Emma H. 2017
Around here, whether things are going well or not so, we are careful with our language.
It started 7ish years ago when the then 11 year old and I moved out of the House of Broken Dreams (here’s where the voice over is helpful—it’s hard to convey the humor without adding an emoji and I’m valiantly resisting weaving in emojis) and continues to this day.
At 11 the idea of conscious language was best introduced using a quote from the Persian lyric poet, Hafiz:
The words we speak become the house we live in.
The quote, which we tweaked swapping in create for become and often condo for house, became part of our family vernacular when one of us (usually me) would need an extra boost or reminder we do have the ability to change our circumstances.
The way we speak about what’s happening even if at the time we don’t quite believe it (again, usually me) directly impacts the internal place from which we interpret and define the way we experience life.
If you want to care for something-call it a flower.
If you want to kill something-call it a weed.
During those years I did a *lot* of what felt like 'speaking it till I hoped I would see it.’
Kinda performative for her benefit (‘Oh Girl we are RICH—if rich is measured in friends!’).
A smidge performative for me (‘XXX will totally work out. Good things are always happening to me’).
Hafiz reminds us our words carry power
The words we speak shape our perceptions, alter our perspectives, and define our overall understanding of the quality of our lives.
They Create Awareness:
Through adopting "The words we speak create the house we live in" as a family mantra, we created a consistent sense of awareness regarding the impact of language on our environment.
The quote served and *serves* as a gentle reminder to us both to choose our words mindfully.

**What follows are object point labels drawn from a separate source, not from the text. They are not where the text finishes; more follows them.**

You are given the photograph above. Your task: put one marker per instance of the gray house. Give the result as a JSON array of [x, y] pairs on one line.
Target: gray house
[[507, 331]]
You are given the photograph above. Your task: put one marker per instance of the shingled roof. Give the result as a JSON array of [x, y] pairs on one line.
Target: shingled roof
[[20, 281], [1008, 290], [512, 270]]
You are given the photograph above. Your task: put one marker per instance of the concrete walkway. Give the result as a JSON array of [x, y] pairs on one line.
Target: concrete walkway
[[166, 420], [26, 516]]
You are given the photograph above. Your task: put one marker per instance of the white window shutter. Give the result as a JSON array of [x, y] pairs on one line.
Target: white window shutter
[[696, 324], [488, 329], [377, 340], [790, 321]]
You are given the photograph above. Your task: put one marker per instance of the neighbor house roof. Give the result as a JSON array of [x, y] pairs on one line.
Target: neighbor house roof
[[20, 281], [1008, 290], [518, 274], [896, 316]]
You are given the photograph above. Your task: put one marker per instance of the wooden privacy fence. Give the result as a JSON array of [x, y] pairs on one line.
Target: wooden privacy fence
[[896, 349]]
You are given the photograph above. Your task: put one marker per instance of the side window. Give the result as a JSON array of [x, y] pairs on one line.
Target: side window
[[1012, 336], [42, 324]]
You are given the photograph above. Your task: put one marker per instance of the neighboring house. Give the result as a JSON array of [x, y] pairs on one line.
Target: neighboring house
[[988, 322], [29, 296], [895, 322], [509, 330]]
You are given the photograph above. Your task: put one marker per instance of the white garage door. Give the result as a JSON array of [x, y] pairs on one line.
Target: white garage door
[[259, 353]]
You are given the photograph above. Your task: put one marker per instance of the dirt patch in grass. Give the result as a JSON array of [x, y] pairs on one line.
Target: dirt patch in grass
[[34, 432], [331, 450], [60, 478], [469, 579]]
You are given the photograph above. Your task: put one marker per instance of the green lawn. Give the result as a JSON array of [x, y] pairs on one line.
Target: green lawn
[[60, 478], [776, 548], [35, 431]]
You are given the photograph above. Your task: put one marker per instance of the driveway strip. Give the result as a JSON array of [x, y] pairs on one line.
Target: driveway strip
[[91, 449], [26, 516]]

It has cultivated a family-culture where we pause to consider tone, intention, and implications of our thoughts before articulating them. This awareness not only fosters empathy/understanding, but consistently reminds us we control our destiny.
They Empower Personal Responsibility:
At some point during those childrearing years, all parents learn the lesson that while what we tell our progeny may have power-ideas and suggestions from someone *else* (even the same suggestions!) often carry more weight.

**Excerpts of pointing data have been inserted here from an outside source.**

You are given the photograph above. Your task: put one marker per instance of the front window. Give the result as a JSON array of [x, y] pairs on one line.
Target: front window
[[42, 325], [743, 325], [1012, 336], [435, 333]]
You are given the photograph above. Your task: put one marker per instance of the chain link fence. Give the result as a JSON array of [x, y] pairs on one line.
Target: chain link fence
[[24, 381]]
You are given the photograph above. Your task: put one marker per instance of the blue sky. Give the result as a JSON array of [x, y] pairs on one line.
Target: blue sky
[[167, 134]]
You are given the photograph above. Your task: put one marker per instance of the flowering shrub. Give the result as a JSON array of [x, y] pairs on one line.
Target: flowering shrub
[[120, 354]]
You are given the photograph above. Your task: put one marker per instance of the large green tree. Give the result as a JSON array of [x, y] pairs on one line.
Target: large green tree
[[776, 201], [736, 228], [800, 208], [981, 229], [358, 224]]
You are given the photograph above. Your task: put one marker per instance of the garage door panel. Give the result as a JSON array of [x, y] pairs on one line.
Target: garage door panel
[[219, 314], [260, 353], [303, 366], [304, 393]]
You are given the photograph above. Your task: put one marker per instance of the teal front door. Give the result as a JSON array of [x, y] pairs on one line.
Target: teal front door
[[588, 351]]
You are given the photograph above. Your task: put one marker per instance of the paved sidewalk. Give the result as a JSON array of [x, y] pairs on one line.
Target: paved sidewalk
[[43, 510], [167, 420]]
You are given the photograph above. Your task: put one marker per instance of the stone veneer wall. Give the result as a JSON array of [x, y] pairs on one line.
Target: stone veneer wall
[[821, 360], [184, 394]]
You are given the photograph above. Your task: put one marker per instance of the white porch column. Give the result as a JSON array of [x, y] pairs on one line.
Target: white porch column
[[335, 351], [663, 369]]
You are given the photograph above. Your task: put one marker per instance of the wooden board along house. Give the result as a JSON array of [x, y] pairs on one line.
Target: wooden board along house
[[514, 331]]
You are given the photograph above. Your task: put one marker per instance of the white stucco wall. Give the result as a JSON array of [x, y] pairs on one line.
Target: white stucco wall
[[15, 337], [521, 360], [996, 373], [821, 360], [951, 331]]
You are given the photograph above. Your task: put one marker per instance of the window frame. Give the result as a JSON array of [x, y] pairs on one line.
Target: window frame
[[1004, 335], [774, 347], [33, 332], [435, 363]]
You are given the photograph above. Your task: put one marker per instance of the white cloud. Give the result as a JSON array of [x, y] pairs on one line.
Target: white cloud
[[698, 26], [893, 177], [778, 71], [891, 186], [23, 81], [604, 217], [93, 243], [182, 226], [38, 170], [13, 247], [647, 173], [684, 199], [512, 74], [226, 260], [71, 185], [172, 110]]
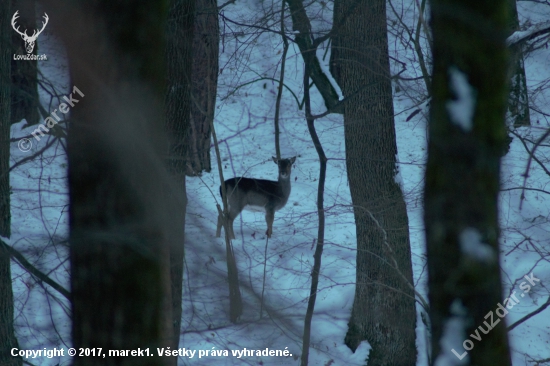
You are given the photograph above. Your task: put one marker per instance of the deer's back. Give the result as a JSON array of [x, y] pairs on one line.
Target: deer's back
[[257, 194]]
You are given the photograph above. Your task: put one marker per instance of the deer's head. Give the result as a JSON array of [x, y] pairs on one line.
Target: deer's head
[[29, 40]]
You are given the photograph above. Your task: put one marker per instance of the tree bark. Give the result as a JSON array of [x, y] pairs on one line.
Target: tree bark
[[5, 113], [384, 308], [204, 81], [518, 99], [121, 223], [24, 93], [467, 137], [178, 112], [7, 335]]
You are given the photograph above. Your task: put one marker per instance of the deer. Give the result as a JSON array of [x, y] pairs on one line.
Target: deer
[[29, 40], [257, 195]]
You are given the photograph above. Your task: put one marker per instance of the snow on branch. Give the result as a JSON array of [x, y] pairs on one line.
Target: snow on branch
[[528, 34]]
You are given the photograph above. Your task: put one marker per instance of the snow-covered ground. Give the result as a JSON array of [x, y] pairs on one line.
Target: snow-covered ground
[[280, 273]]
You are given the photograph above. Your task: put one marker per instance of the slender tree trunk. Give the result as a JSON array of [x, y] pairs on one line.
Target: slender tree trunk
[[121, 222], [204, 80], [7, 335], [5, 113], [467, 137], [24, 93], [518, 100], [177, 108], [384, 308]]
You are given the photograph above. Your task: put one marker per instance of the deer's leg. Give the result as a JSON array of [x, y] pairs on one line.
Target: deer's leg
[[269, 217], [219, 226], [233, 213], [230, 226]]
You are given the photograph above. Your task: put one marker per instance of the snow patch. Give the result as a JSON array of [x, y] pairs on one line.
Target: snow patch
[[461, 110], [326, 70]]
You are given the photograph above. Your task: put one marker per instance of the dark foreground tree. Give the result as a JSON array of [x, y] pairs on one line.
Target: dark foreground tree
[[7, 335], [24, 92], [384, 308], [467, 138], [121, 222]]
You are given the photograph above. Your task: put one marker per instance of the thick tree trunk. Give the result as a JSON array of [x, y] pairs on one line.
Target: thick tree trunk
[[384, 308], [121, 222], [204, 81], [177, 109], [467, 137]]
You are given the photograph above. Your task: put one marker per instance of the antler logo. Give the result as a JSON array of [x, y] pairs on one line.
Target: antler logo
[[29, 40]]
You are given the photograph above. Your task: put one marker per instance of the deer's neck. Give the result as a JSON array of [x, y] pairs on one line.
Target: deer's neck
[[285, 186]]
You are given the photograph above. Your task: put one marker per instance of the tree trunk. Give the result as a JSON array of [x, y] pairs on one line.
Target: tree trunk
[[177, 109], [5, 112], [204, 81], [384, 308], [24, 93], [518, 100], [467, 137], [121, 222]]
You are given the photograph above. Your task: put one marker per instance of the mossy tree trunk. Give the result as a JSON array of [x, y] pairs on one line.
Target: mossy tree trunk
[[467, 136], [384, 308]]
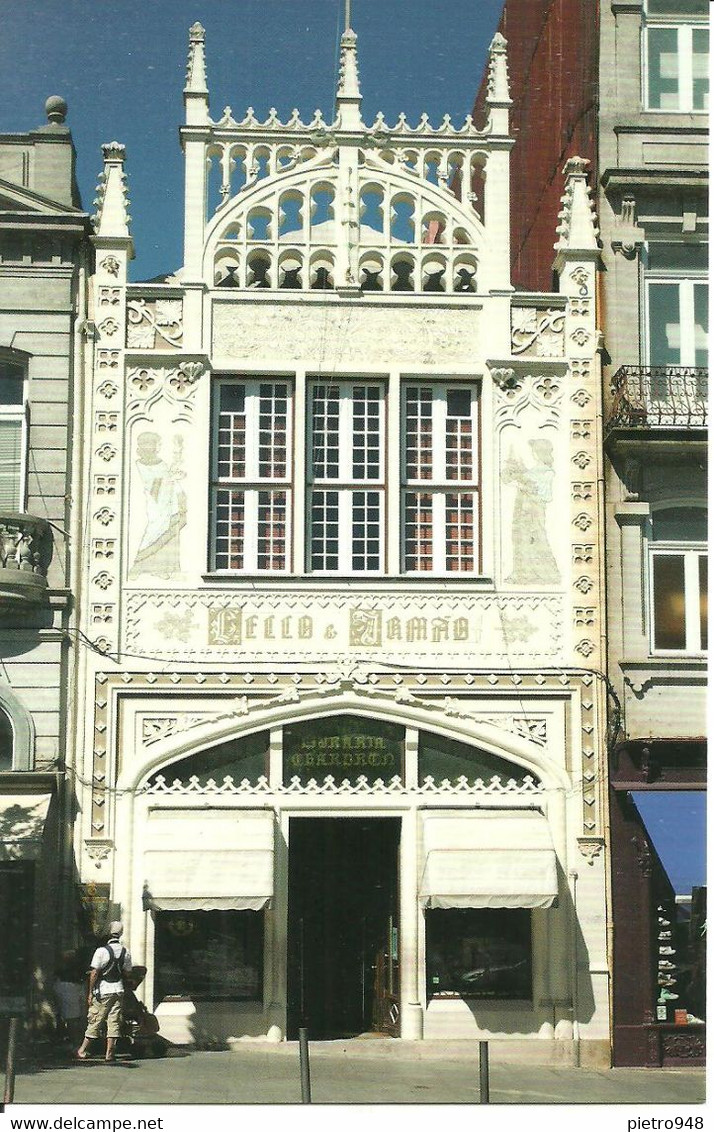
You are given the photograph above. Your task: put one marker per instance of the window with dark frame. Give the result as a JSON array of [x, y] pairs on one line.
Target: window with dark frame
[[479, 953], [440, 478], [13, 436], [678, 568], [208, 955], [677, 46], [252, 476]]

Enter Hafiz, my unknowing parental wingman.
"The words we speak create the house we live in" reminded my tween, then teen and now kidult daughter each individual bears a responsibility for the energy they contribute to their environment.

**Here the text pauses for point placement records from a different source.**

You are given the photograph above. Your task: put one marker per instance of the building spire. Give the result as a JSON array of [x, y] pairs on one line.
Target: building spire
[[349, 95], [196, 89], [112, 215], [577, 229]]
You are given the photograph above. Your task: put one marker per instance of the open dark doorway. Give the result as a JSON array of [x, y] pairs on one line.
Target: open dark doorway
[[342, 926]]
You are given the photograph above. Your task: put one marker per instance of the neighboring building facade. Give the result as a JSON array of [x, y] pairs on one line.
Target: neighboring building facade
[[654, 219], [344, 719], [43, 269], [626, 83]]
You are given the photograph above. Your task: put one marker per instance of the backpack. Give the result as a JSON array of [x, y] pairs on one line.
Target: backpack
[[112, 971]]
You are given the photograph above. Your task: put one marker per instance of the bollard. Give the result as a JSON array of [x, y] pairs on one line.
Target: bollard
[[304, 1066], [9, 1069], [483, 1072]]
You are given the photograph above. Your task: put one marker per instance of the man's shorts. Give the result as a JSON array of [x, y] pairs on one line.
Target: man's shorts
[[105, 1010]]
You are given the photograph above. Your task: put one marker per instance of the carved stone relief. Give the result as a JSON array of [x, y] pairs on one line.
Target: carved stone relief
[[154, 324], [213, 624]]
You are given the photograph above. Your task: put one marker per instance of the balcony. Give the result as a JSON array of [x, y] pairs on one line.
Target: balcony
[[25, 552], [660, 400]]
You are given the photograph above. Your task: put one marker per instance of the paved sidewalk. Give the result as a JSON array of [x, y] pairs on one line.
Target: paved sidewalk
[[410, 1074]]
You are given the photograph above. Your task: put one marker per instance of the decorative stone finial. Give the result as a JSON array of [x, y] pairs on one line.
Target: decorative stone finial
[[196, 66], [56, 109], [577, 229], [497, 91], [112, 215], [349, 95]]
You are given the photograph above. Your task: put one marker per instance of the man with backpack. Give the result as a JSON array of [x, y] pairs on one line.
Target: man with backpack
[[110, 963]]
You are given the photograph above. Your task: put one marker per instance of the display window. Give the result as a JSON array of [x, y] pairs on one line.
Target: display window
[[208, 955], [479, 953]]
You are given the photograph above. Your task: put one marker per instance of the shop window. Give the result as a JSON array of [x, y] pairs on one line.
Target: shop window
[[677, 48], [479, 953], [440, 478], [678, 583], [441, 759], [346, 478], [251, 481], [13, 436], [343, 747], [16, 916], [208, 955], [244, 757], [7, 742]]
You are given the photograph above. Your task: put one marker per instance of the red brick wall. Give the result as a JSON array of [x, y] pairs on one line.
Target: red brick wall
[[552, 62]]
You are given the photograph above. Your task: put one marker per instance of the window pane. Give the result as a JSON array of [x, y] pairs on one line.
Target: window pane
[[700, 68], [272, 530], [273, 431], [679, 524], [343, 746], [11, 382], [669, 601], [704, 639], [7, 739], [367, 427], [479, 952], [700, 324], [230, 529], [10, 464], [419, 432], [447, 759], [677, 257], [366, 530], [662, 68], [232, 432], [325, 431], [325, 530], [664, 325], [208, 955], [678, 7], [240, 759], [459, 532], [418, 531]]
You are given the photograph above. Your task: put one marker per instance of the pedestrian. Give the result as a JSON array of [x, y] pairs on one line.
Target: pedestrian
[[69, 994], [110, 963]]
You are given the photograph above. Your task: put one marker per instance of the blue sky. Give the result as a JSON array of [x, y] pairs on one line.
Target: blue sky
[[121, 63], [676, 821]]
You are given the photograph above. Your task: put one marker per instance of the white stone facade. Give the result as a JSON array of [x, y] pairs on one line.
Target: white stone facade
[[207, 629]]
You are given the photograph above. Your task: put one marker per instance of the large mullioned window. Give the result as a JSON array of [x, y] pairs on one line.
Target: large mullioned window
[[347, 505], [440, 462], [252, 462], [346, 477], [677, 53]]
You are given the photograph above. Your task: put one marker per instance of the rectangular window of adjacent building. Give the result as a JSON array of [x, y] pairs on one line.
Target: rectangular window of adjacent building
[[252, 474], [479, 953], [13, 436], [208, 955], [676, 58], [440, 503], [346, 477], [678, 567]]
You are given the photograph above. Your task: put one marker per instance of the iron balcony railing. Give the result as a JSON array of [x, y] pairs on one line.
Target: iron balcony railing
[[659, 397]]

From family, to work, to relationships to life, the phrase empowers ownership of speech and its consequences. When we acknowledge the role of our words in shaping the atmosphere around us it fosters a sense of personal accountability, encouraging us to actively contribute to a positive environment through intentional language choice.
My 18-year-old now embraces this principle. She demonstrates maturity and thoughtfulness in her verbal expressions contributing to the creation of a nurturing and supportive environment—at home, work and in her relationships.
They Cultivate an Inner Voice
This was and is a big one for me.
The way we speak to our children becomes the house they live in forever: it becomes their inner voice.
Years ago my daughter was in a stressful situation. She called me afterward and said:
I was so stressed but I told myself: you’ve got this, just breathe, you know how to do this.
When I immediately responded: That’s what I would have told you! she said I know, that’s how I knew what to tell myself.
hoping ‘the words I write & tape to her door create the inner-voice she lives with’
Seven years ago the words I spoke did not create the condo I longed to live in.
My goal back then was to slowly and gradually change the words I used on the daily so the house (and new life) I created was aligned with the goals, dreams and *existence* I wanted.
Words which were more windshield than rearview.
Was it easier because I had the added motivation of modeling for her and practicing what I longed to preach? Perhaps.
Was it an effort in the early days to watch what emerged from my wordhole so as not to create a house in which I surely did not want to reside? Heck yes.
The words we (think and) speak become the stories we tell ourselves and create the consistent narrative fabric of our lives.
Now you.
Were you already a Hafiz fan? Had you heard the quote before?
If the words you spoke yesterday created the house you live in today--what might that ‘house’ look like?
I had not heard of Hafiz until today, which is kind of surprising, considering that my late husband studied the mystics religiously (HAH!) toward the end of his life. I'll have to see if he had any books related to Hafiz.
When one thinks of one's body as one's home, the words one says to and about oneself become even more powerful and important. I know I tend to give myself more scoldings than compliments. I'll be working on that.
Thank you Carla! I have not heard this quote until just now. I agree with it. Our words and the delivery ( tone of voice , body language etc) make a huge impact on our daily existence!